Work has begun at the RiverBend site in South Buffalo, where one of the world’s biggest solar panel factories – a keystone in Gov. Andrew M. Cuomo’s Buffalo Billion initiative – will be built.
The project’s developer, Buffalo-based contractor LPCiminelli, has been on site doing environmental studies and early-stage testing, as well as some technical work to better understand the property’s geology.
Workers from National Grid are not yet on site, but they have been doing extensive planning about bringing electric service to the 88-acre site and the power-hungry principal tenant.
Work is expected to accelerate within weeks, after a City of Buffalo agency closes on the sale of the RiverBend property to the state. That closing could occur next week, sources familiar with the deal said, clearing the way for the state to begin its work.
Since the mid-June announcement that SolarCity was acquiring solar panel maker Silevo, the state has had serious discussions with company executives about the project, Cuomo has said. Silevo had planned to occupy most of the first 275,000-square-foot building in the complex, but SolarCity now says it wants the Buffalo factory to have five times the capacity that Silevo had envisioned. So plans for the site are being revised.
SolarCity’s plan would boost the factory’s proposed annual capacity from being able to make enough solar panels to produce 200 megawatts of electricity a year to 1 gigawatt, or 1,000 megawatts.
SolarCity is the nation’s busiest solar panel installation company, and it plans to become its largest panel manufacturer, as well.
With the expansion, the Buffalo factory now is expected to provide well over 1,000 jobs, rather than the 475 initially forecast. Another California-based company, LED manufacturer Soraa, also is slated to move into the RiverBend complex.

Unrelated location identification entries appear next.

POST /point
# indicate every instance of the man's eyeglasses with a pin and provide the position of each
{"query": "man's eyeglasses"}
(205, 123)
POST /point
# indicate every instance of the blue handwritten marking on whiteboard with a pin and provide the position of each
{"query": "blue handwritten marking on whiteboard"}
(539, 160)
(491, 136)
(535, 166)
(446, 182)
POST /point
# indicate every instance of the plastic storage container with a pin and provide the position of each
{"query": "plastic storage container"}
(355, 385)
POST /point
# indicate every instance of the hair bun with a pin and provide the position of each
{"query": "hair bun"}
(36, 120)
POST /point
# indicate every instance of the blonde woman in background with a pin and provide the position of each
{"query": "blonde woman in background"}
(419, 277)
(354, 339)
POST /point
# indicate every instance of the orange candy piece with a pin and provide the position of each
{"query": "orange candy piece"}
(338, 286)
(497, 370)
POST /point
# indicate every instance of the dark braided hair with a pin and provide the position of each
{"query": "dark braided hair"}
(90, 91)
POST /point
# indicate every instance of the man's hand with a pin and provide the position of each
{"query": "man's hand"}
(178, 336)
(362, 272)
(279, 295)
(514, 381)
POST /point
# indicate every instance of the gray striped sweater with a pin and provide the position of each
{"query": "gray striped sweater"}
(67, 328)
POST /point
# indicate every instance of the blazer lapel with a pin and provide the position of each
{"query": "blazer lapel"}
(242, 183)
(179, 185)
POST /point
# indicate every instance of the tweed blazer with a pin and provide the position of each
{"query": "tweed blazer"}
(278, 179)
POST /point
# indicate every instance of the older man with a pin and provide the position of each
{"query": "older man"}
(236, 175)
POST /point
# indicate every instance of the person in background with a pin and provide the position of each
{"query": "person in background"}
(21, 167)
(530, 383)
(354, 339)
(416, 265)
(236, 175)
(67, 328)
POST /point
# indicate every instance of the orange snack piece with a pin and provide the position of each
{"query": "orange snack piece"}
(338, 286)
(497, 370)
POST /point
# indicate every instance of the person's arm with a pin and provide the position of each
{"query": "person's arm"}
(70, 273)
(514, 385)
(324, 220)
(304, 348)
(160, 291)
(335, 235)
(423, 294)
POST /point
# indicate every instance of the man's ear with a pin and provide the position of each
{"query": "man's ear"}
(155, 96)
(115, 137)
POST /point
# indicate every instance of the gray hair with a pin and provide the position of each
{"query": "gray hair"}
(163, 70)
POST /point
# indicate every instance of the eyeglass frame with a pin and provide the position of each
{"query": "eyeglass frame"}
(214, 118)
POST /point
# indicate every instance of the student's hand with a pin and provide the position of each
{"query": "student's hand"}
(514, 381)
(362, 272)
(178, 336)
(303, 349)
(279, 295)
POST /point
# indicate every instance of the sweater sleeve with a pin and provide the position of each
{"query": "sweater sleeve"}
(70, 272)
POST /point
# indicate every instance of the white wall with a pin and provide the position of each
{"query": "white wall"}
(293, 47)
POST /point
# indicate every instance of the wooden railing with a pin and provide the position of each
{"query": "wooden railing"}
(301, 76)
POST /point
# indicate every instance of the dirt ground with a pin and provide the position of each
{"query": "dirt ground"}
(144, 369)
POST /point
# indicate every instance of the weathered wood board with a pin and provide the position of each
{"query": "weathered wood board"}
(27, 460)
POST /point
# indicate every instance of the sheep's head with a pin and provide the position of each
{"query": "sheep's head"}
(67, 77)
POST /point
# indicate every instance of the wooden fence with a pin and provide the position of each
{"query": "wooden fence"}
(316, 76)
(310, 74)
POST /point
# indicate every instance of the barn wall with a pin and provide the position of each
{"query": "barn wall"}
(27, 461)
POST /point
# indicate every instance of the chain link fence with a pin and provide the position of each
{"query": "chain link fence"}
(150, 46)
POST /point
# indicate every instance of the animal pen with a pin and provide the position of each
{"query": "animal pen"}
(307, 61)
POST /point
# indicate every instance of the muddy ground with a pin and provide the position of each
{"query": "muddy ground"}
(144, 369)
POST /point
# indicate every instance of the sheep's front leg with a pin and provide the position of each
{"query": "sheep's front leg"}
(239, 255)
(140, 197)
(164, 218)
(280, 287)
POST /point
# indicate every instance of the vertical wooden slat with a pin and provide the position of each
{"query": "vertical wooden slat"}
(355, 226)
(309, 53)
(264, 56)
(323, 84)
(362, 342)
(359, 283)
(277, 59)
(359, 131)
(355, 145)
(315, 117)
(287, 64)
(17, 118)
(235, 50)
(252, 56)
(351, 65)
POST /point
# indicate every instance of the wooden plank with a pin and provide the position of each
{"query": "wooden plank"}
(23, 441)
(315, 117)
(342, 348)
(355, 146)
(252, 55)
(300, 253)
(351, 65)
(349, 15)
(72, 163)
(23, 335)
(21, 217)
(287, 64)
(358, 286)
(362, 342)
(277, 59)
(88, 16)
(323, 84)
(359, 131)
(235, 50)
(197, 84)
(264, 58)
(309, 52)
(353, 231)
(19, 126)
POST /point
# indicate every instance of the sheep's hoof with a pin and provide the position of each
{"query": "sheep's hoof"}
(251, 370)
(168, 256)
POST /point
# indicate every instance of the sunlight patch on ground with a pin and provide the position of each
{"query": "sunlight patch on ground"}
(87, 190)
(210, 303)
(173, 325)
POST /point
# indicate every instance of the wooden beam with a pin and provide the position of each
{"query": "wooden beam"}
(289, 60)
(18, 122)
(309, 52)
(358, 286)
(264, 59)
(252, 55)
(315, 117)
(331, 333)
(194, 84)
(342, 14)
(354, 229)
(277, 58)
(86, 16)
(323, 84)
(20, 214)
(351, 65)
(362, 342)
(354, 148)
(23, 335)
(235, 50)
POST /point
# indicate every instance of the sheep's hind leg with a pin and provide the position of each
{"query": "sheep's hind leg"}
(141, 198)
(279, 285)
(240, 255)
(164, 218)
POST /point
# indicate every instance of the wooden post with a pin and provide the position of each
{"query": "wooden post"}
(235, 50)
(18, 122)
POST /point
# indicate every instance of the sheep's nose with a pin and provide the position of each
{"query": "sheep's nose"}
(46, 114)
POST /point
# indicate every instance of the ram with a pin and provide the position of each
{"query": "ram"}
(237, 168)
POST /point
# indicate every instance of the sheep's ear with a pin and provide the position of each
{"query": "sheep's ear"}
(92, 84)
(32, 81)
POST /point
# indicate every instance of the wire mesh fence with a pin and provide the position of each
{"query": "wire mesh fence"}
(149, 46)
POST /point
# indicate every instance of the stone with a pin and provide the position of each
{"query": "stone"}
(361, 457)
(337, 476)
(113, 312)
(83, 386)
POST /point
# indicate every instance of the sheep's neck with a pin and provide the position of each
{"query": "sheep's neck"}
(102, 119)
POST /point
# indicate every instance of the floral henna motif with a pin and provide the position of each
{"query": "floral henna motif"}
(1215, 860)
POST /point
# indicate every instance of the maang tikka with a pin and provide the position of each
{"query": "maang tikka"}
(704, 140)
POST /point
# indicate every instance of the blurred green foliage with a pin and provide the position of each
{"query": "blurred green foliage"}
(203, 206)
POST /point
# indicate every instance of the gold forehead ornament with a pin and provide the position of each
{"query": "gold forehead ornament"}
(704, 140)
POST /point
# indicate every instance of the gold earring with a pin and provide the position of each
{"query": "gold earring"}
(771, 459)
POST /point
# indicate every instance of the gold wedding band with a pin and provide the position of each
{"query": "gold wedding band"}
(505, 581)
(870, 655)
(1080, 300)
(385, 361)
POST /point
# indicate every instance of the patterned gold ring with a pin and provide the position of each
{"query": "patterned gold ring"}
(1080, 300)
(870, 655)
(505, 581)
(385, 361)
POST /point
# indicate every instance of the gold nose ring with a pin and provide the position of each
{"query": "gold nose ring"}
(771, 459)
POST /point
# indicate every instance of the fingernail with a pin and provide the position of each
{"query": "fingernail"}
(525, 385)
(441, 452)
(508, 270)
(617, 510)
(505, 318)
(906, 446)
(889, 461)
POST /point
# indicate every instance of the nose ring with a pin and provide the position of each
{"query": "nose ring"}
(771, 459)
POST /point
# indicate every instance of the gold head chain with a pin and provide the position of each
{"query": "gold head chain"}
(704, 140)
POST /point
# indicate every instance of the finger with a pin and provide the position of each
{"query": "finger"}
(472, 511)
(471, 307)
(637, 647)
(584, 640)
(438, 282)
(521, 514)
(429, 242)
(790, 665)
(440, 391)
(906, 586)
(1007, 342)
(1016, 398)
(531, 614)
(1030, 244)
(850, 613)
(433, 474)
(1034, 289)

Closing the land transaction has taken much longer than city and state officials expected. When city and state officials reached an agreement in early May on the $2.5 million deal to sell the site for the RiverBend clean energy and technology hub to the state, city officials expected the sale to be completed by the end of May.
But that date came and went, largely because of the complex nature of the deal, which involves an environmentally contaminated site once home to the sprawling Republic Steel plant.
Some of the delay centered around the creation of a property owners association, structured much like the homeowners association in a condominium complex, that would oversee the costs involved with future environmental monitoring and operations at the site, as well as normal property maintenance work there, such as snow removal and landscaping.
Those duties have been handled by the Buffalo Urban Development Corp. since the city acquired the Republic Steel site in 2008, and have cost the development agency an average of $100,000 a year ever since.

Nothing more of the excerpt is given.